周六下午,周星星按着方芳给的地址开车去了北区。
地址在北区一个老住宅区里,楼龄看起来有三十年以上,外墙是灰白色的旧瓷砖,楼道入口的铁门漆面已经斑驳了。他在附近转了一圈才找到停车位,然后步行上了三楼。

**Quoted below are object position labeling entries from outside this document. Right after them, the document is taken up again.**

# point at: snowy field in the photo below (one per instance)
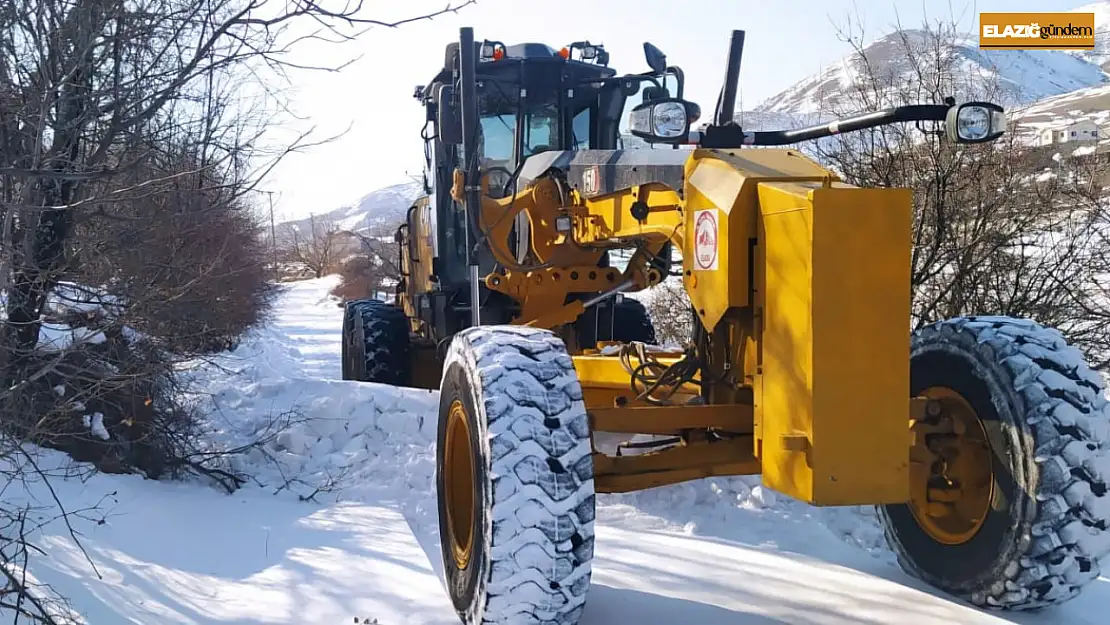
(339, 524)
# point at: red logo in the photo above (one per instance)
(705, 240)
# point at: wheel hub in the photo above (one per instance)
(458, 483)
(951, 477)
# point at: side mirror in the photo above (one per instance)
(656, 59)
(447, 123)
(975, 122)
(662, 121)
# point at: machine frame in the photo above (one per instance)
(800, 368)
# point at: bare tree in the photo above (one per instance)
(313, 249)
(372, 265)
(132, 134)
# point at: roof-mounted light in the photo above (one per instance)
(492, 51)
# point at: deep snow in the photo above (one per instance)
(365, 545)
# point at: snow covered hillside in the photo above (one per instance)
(1023, 76)
(1101, 53)
(339, 524)
(383, 207)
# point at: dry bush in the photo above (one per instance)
(188, 256)
(370, 270)
(670, 311)
(315, 250)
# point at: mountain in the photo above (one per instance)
(385, 208)
(1101, 53)
(1023, 76)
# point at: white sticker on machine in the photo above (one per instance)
(705, 240)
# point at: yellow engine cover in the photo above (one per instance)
(833, 296)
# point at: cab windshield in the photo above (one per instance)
(540, 131)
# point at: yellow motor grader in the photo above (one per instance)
(982, 440)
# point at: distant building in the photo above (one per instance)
(1083, 130)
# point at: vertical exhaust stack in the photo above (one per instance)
(726, 107)
(468, 113)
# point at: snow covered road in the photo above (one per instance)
(365, 547)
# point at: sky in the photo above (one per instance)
(370, 100)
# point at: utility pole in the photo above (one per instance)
(273, 231)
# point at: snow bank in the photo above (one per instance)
(369, 442)
(339, 523)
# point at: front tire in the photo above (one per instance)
(376, 343)
(514, 479)
(1029, 515)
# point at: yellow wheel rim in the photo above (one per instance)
(951, 476)
(458, 484)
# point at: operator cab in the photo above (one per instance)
(532, 104)
(531, 99)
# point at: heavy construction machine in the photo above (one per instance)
(982, 441)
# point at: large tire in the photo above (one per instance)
(515, 475)
(1046, 423)
(628, 322)
(375, 343)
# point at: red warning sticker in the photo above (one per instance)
(705, 240)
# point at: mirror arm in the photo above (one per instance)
(732, 135)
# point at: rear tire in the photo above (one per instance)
(1047, 426)
(375, 343)
(514, 479)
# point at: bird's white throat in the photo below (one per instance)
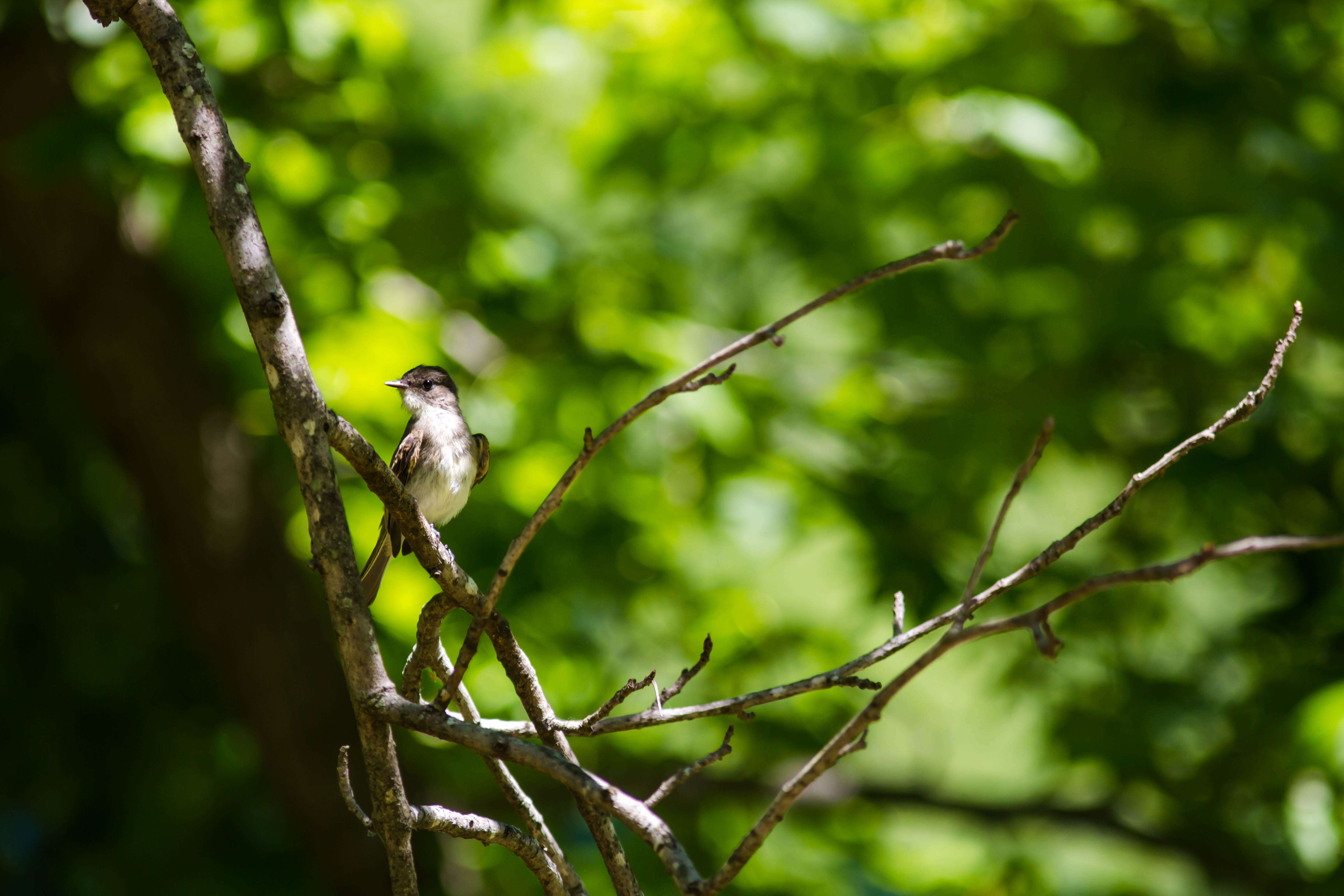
(447, 468)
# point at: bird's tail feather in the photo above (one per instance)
(373, 574)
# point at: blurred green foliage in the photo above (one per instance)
(568, 202)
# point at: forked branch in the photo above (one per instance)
(683, 774)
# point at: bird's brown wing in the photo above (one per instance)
(404, 464)
(482, 449)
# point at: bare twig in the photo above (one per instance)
(529, 690)
(709, 379)
(683, 774)
(840, 743)
(493, 832)
(1040, 619)
(592, 791)
(685, 679)
(585, 726)
(349, 793)
(835, 678)
(1236, 414)
(1023, 472)
(862, 743)
(429, 655)
(952, 250)
(471, 644)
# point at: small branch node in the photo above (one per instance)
(617, 699)
(1046, 640)
(349, 793)
(681, 777)
(862, 684)
(709, 379)
(675, 688)
(862, 743)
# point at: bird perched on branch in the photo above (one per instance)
(439, 461)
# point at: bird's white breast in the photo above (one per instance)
(443, 484)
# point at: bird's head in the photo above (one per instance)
(425, 386)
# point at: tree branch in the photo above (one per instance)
(682, 680)
(529, 690)
(687, 382)
(429, 655)
(585, 726)
(300, 412)
(493, 832)
(588, 788)
(349, 793)
(952, 250)
(683, 774)
(843, 742)
(845, 675)
(1023, 472)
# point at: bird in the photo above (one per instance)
(439, 461)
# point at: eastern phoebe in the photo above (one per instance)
(440, 461)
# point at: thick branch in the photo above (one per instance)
(683, 774)
(300, 412)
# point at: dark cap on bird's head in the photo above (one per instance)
(427, 385)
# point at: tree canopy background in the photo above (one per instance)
(565, 202)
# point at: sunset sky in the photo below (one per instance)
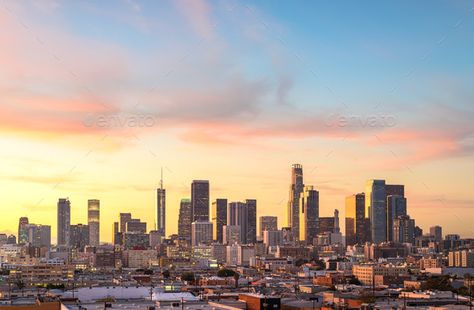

楼梯间的声控灯不太灵敏,他踩了两下台阶才亮起来,昏黄的灯光照亮了走廊尽头一扇半掩着的门。
他走到门前抬手敲了两下。门很快打开了,露出一张年轻女人的脸——跟他在路口等红灯时看到的侧脸轮廓一致。她看起来二十出头的样子,穿着一件素色的毛衣,头发在脑后随意扎成一束。
周警官?请进。她侧身让开门口。
周星星进了屋。房间不大,客厅兼餐厅的格局,沙发是老款的布艺沙发,茶几上放着几个杯子和一盘切好的橙子。阳台方向晾着几件衣服,墙角放着一台旧冰箱,运转时发出低沉的嗡鸣声。
方芳给他倒了杯茶,在他对面的椅子上坐下来。她说话的时候语气平实,没有多余的客套:这间房子租了快两年了,房东说下个月要涨租金,涨的幅度比我们预想的大。我弟说你认识的人多,也许有办法帮忙问问有没有别的房源。
你弟弟现在怎么样?
还行。他换了工作之后比之前稳当多了,平时不怎么往外跑。她说到这里停了一下,像是斟酌了一下措辞,他现在在帮人做资料整理,虽然收入不算高,但至少作息正常了。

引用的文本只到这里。